Recognizing that our time is one of grave stress, stress that most of us aren’t willing to admit is even there, Williamson shows us how paralyzed we have become as result of our negligence. As Marianne writes – ‘We live with an abiding sense of collective anxiety’.
Williamson remarks that the immediate replies and mechanisms to which our minds opt to when facing any kind of resistance or any kind of problem should not be fearing and worrying. While learning to let our heart open to God and the love around us, the love that is our guide, we will acknowledge that what causes us ill-will, is but a chance to grow because of it.
With uplifting hope and words capable of healing, Marianne tells us the ten ways we can change so as to learn to view ourselves, and more generally life, through a loving lens, instead of a worrisome one.
A breeze of a read, very easy to get through, littered with pleasant, lighthearted anecdotes of Williamson’s life and the stories, happenings from the lives of her clients from throughout her lustrous career as spiritual guide.
We see Marianne, or the Law of Divine Compensation, assuring us with steadfast claims that everything will be all right by the end, since the universe is essentially made up or thought up so as to work in accordance to our will and our coveting.
‘Think of the universe itself as a personal love note from God to you. ‘, Marianne writes, challenging us, like in earlier books, to believe that miracles do happen. All that is asked of us is to make a modification or an alteration in our perspective, and to bear a positive outlook on life so that positive outcomes can follow us on our paths.

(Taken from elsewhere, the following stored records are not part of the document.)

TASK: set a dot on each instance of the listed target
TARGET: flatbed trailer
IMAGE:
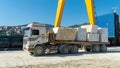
(65, 47)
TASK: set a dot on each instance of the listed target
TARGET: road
(21, 59)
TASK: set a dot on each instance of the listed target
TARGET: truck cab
(34, 34)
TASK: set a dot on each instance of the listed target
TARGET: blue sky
(19, 12)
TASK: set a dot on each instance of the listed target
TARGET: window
(35, 32)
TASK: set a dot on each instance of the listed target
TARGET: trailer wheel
(87, 49)
(103, 48)
(39, 51)
(96, 48)
(31, 53)
(64, 49)
(74, 49)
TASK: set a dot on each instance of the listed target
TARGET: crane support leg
(90, 11)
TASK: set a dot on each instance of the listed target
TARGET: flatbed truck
(37, 43)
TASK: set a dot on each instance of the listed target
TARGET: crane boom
(59, 13)
(90, 11)
(60, 8)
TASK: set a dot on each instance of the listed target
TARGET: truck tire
(74, 49)
(64, 49)
(39, 51)
(87, 49)
(96, 48)
(103, 48)
(31, 53)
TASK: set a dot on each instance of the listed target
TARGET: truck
(110, 21)
(38, 41)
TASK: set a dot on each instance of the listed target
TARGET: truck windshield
(27, 32)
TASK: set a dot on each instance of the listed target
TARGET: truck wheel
(87, 49)
(103, 48)
(31, 53)
(74, 49)
(96, 48)
(64, 49)
(39, 51)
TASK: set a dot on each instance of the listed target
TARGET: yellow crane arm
(59, 13)
(90, 11)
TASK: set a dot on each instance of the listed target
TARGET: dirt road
(21, 59)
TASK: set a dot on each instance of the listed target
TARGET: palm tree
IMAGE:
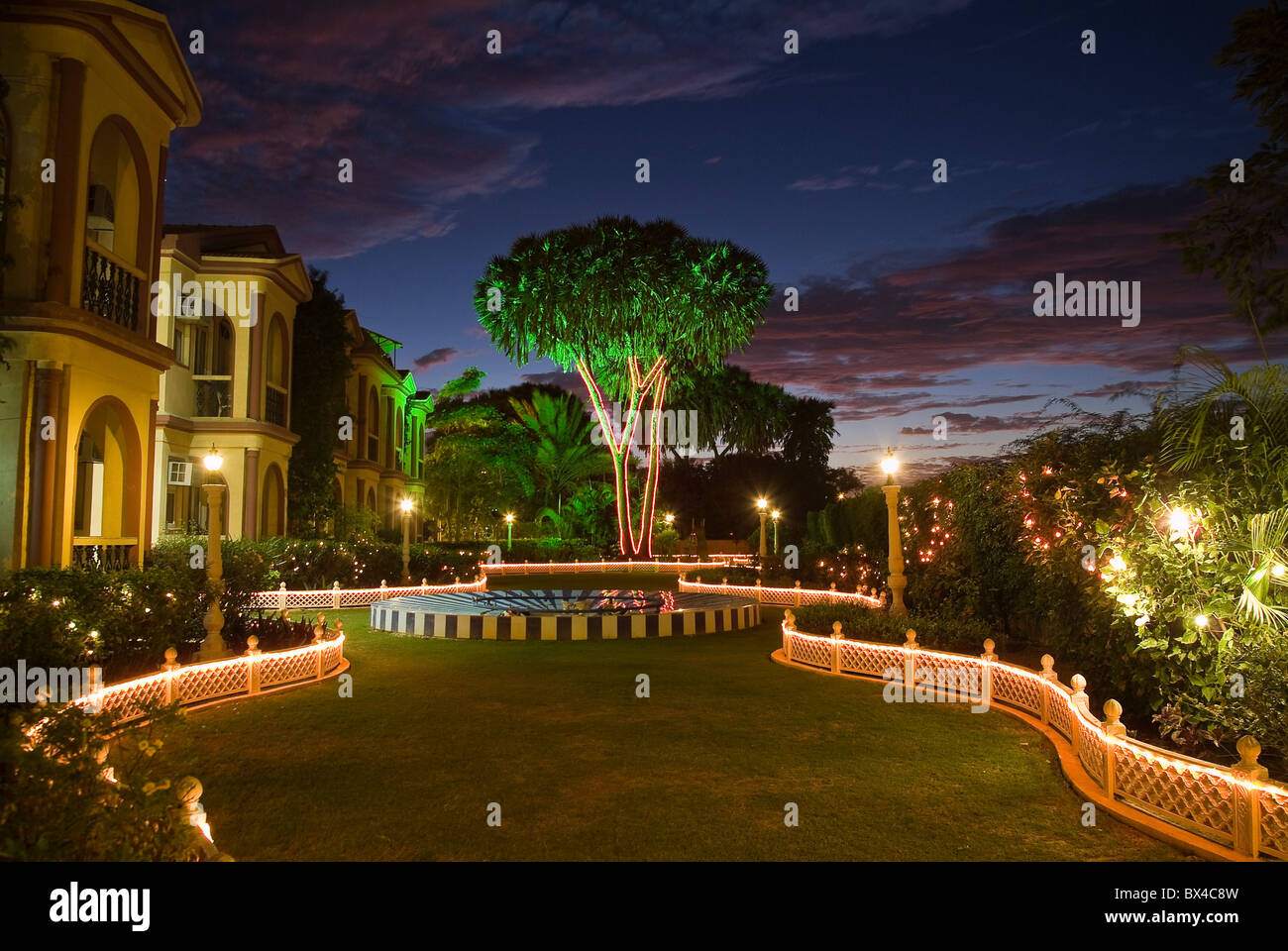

The Law of Divine Compensation, as Marianne perceives it, has its fundaments set up on love. If it happens that love is lacking, and that the norm has become anger, lechery, envy or something of a negative nature, this law is rendered inert and useless. The task we have at hand is the surmounting of the Mount fear, and when we do that, only then can we start to see the blessed things happening all around us.